Pada peringatan Hari Antikorupsi Dunia yang jatuh pada 9 Desember, Komisi Pemberantasan Korupsi (KPK) menggelar Konferensi Nasional Pemberantasan Korupsi yang ke-12 di Hotel Bidakara, Jakarta Selatan, selama dua hari, dimulai Senin (11/12) ini.
Acara itu dibuka Presiden Joko Widodo dan dihadiri sejumlah menteri dan pejabat tinggi. Mereka yang hadir antara lain Menteri BUMN Rini Soemarno, Menteri Dalam Negeri Tjahjo Kumolo, Wakil Menteri Energi dan Sumber Daya Mineral Arcandra Tahar, Wakil Menteri Luar Negeri Mohammad Fachir, serta Direktur Perancangan Peraturan Perundang-undangan Dhahana Putra.

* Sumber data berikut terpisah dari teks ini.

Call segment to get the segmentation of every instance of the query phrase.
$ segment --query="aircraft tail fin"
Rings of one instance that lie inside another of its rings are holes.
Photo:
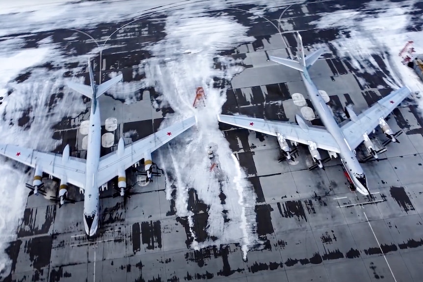
[[[93,99],[93,90],[88,85],[73,81],[66,81],[66,84],[68,87],[75,91],[81,93],[90,99]]]
[[[298,42],[297,45],[297,58],[298,60],[291,60],[291,59],[285,59],[278,57],[269,57],[272,61],[294,69],[300,72],[304,71],[304,67],[308,68],[319,58],[324,50],[318,49],[310,54],[307,57],[304,55],[304,47],[303,46],[303,39],[300,35],[299,32],[297,32]]]
[[[301,66],[305,67],[307,65],[306,65],[304,49],[303,46],[303,38],[298,31],[297,31],[297,58]]]
[[[82,83],[79,83],[73,81],[67,81],[66,84],[69,88],[79,92],[90,99],[97,99],[102,94],[107,91],[112,86],[122,80],[122,75],[111,79],[109,79],[105,82],[100,84],[99,85],[96,84],[94,79],[94,71],[91,68],[91,61],[88,59],[88,71],[90,74],[90,86],[86,85]],[[93,97],[93,93],[96,93],[96,97]]]
[[[298,61],[291,59],[285,59],[285,58],[280,58],[279,57],[274,57],[273,56],[269,56],[269,58],[276,63],[286,66],[291,69],[294,69],[300,72],[304,71],[304,68],[300,64],[300,62]]]

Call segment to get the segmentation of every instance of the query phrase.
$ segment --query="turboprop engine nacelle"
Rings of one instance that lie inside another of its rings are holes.
[[[367,135],[367,133],[363,134],[363,138],[364,141],[364,146],[366,147],[366,149],[367,149],[367,151],[371,154],[373,157],[377,159],[378,156],[377,154],[376,153],[376,150],[374,150],[374,145],[371,142],[371,140],[370,140],[370,138],[369,138],[369,135]]]
[[[34,174],[34,179],[32,180],[32,186],[34,186],[34,194],[38,194],[36,189],[41,185],[41,180],[43,179],[43,171],[39,166],[35,167],[35,173]]]
[[[60,179],[60,186],[59,186],[59,198],[60,205],[65,204],[65,197],[68,193],[68,183],[65,179]]]
[[[316,142],[309,142],[309,151],[310,151],[312,157],[313,158],[313,160],[314,160],[317,166],[320,168],[323,168],[321,156],[320,156],[320,153],[317,151],[317,144]]]
[[[151,154],[146,153],[144,157],[144,168],[147,173],[147,178],[145,181],[151,181],[151,172],[153,171],[153,161],[151,160]]]
[[[281,150],[285,152],[287,154],[287,159],[291,159],[291,148],[290,148],[290,145],[288,145],[288,142],[287,139],[285,138],[284,135],[281,133],[276,133],[276,137],[278,138],[278,142],[279,143],[279,146],[281,147]]]
[[[384,119],[382,118],[379,119],[379,125],[386,137],[390,139],[392,142],[397,142],[397,138],[394,135],[394,131],[391,129],[391,127],[388,125]]]
[[[123,156],[125,153],[125,142],[123,141],[123,138],[121,138],[119,139],[119,142],[117,144],[117,155],[119,157]],[[126,188],[126,174],[125,172],[125,168],[120,167],[118,169],[117,171],[117,186],[121,188],[121,194],[123,193],[123,191]]]

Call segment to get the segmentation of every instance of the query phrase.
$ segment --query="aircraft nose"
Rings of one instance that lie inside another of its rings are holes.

Juga hadir perwakilan Global Organization of Parliamentarians Against Corruption (GOPAC) Indonesia Rahayu Saraswati Djojohadikusumo, Deputi II Kantor Staf Presiden Yanuar Nugroho, Staf Ahli Kelembagaan Kementerian PPN/Bappenas Diani Sadiawati, dan perwakilan masyarakat sipil Iwan Misthohizzaman.
Mohammad Fachir mengatakan, Indonesia melakukan sejumlah upaya diplomasi internasional dalam pemberantasan korupsi. Dengan melakukan kerja sama yang melibatkan penegak hukum di negara-negara lain, Indonesia berhasil menyelamatkan uang negara Rp 1,9 triliun dari praktik korupsi.
Kerja sama dan diplomasi itu membuahkan hasil berupa perampasan aset koruptor yang dibawa lari ke luar negeri hingga penyimpanan dana hasil korupsi yang dibawa ke luar negeri.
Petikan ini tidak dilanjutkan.